Because of this crazy medical mystery, I asked our neurologist to order a genetic test for the MTHFR mutation. Actually, my sister, Carissa did. She was able to go with me to our follow up with appointment with Dr. Jan. We go over the test results tomorrow. I have read and studied many of the results that are in and they are fascinating. I will definitely write about them during my next post.
Aside from all this medical stuff, we were able to watch my niece graduate from high school and spend a week on the beaches in Florida. This trip was amazing and much needed! Frankie has always been a beach baby, thank goodness. We took in the fresh air and rarely thought about our real world. It was our little paradise.
Rewinding a bit...A LOT has happened at school since my last post and with our ARD meetings. These are meetings that teachers, specialists and parents/caregivers have that go over academic goals for children that qualify for special education. I don't want to use this platform to get into details, but we are hoping for a brighter year in the FALL, and for more resources for Frankie.I will definitely post more later.
Not surprising to us, Frankie qualified for Summer school. Her last day was last week. Let our Summer begin!!! It was a three week program that focused on literacy and reading. Frankie loved her teacher, but he left after the second week! They had a substitute the last week. The most rewarding thing was that she met Kaylee...a neighbor and now best friend that was in her class.

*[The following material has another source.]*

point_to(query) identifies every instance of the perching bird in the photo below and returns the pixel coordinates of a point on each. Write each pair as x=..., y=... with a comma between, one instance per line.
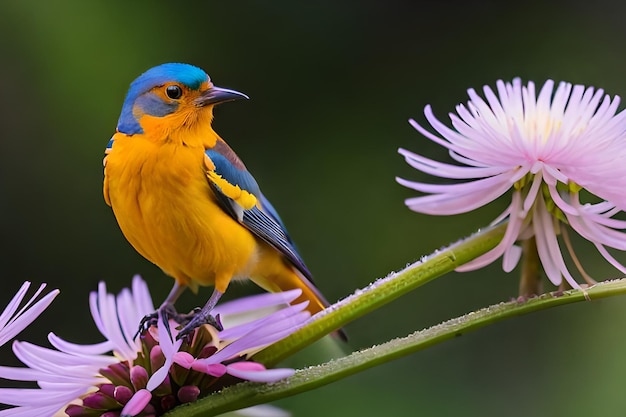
x=186, y=202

I know these two are going to be tight and hoping they are in the same 1st grade class in the Fall.
We continue to have fun at our neighborhood splash pad, pool and park. We will be leaving to McAllen/beach in a week to sneak in one last vacay in before school starts on August 16th. Seize the day, right?! This Summer is already flying by.
(Thank you, Sara Van Buren for this photo of Frankie!)
I have to leave with this.
Yesterday morning, Frankie said this while she was sitting down eating breakfast. Keep in mind she still struggles with speech. Sometimes, she has a hard time finding the words she wants to say.This can be frustrating for her. So here's the dialogue I wrote down and can't stop thinking about.
Frankie: "Mommy. Last night I went to the ceiling." She paused. "To see Jesus."
Me: "What? Really? Were you flying?
Frankie: "Yes. And I didn't come back."
Me: "What? Why? Why didn't you come back?"
<silence>
As soon as she said this I wrote it down. I was shaking. I called my sister, Carissa and had her talk to Frankie. I was hoping she would possibly open up and tell her more. She kept going on with her story...I'm guessing it was a dream she had or a visitation from HIM.